A long pause ensued.
"Will you tell me, Ellen," at length exclaimed Greenwood, deeply struck by all he had heard and seen within the last half hour,—"will you tell me, Ellen, whether you have lost your reason, or I am dreaming?"
"Lost my reason!" repeated Ellen, with fearful bitterness of tone; "no—that were perhaps a blessing; and naught save misery awaits me!"
"But the image—the picture—and the statue?" exclaimed Greenwood impatiently.

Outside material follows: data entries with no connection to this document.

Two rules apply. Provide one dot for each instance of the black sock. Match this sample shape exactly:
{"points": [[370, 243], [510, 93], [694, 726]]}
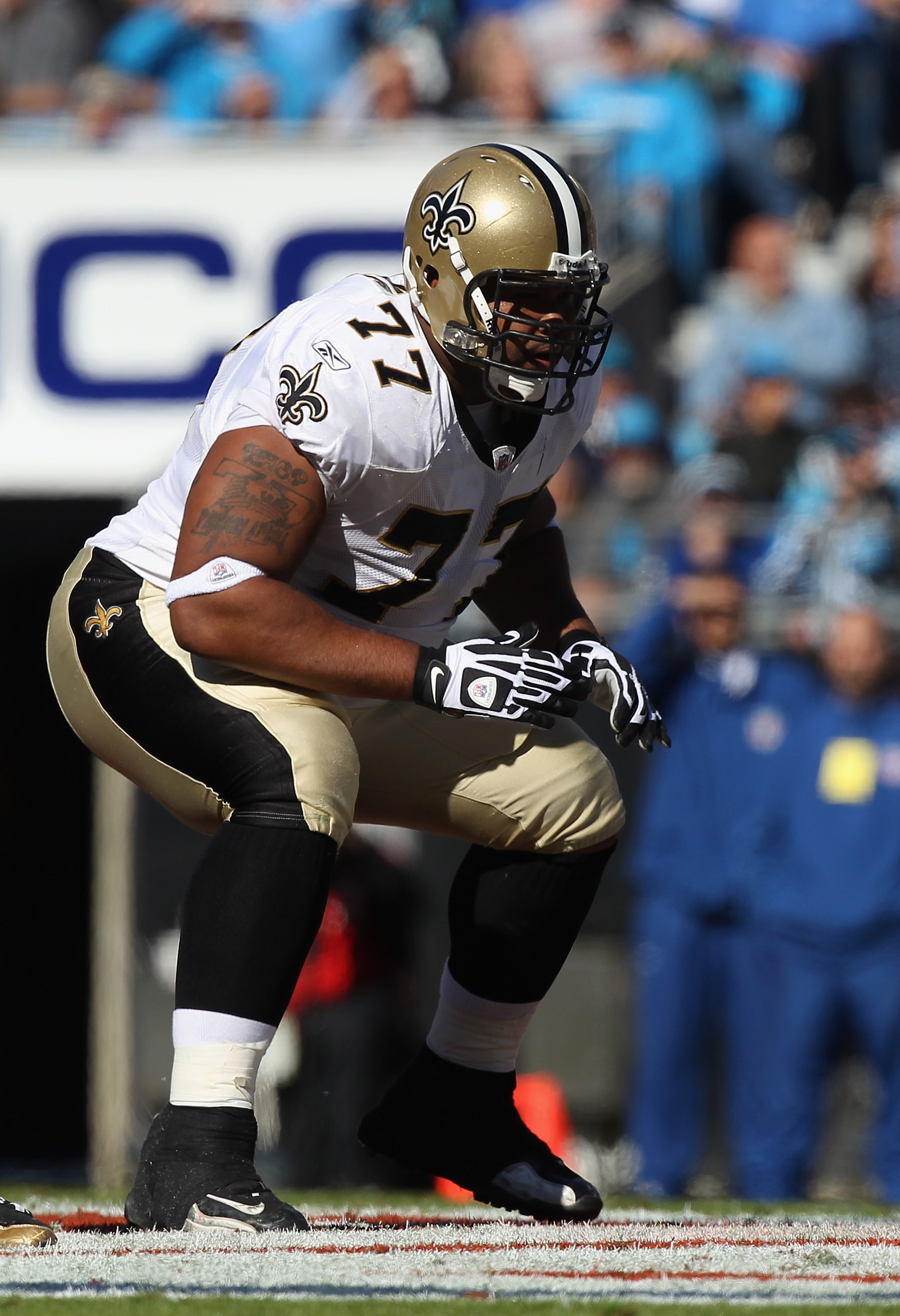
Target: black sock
{"points": [[251, 914], [515, 916]]}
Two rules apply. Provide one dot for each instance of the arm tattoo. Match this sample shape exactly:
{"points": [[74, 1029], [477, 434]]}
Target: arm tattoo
{"points": [[260, 500]]}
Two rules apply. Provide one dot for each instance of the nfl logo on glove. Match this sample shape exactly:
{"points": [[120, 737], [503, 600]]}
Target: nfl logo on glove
{"points": [[483, 691]]}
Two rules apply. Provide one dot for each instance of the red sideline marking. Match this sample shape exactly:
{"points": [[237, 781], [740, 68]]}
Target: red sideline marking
{"points": [[693, 1274], [85, 1222], [435, 1248]]}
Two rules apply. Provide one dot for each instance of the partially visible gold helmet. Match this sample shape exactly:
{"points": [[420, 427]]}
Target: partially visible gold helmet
{"points": [[493, 224]]}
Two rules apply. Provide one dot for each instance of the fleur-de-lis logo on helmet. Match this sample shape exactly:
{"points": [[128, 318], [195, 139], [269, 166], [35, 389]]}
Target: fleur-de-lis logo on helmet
{"points": [[445, 211], [298, 395], [100, 624]]}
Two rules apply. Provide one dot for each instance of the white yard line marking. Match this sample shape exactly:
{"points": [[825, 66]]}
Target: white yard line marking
{"points": [[371, 1255]]}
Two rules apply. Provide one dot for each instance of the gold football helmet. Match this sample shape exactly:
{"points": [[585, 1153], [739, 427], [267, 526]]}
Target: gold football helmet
{"points": [[495, 225]]}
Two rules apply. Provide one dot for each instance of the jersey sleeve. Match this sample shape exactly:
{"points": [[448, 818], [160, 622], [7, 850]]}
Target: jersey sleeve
{"points": [[279, 380]]}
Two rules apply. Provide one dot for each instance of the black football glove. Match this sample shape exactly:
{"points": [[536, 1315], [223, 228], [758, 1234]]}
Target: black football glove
{"points": [[618, 690], [499, 678]]}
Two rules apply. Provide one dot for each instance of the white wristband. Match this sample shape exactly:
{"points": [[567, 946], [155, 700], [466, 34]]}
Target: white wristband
{"points": [[212, 577]]}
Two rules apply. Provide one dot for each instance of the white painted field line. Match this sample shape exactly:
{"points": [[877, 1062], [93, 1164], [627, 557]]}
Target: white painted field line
{"points": [[371, 1255]]}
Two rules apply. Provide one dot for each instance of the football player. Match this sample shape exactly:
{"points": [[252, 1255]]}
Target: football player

"They are emblems of phases in my life," answered Ellen. "I told you ere now that my father and myself were reduced to the very lowest depths of poverty. And yet we could not die;—at least I could not see that poor, white-haired, tottering old man perish by inches—die the death of starvation. Oh! no—that was too horrible. I cried for bread—bread—bread! And there was one—an old hag—you know her—"
"Go on—go on."
"Who offered me bread—bread for myself, bread for my father—upon strange and wild conditions. In a word I sold myself in detail."
"Again that strange phrase!" ejaculated Greenwood. "What mean you, Ellen?"
"I mean that I sold my face to the statuary—my likeness to the artist—my bust to the sculptor—my whole form to the photographer—and——"
"And—" repeated Greenwood, strangely excited.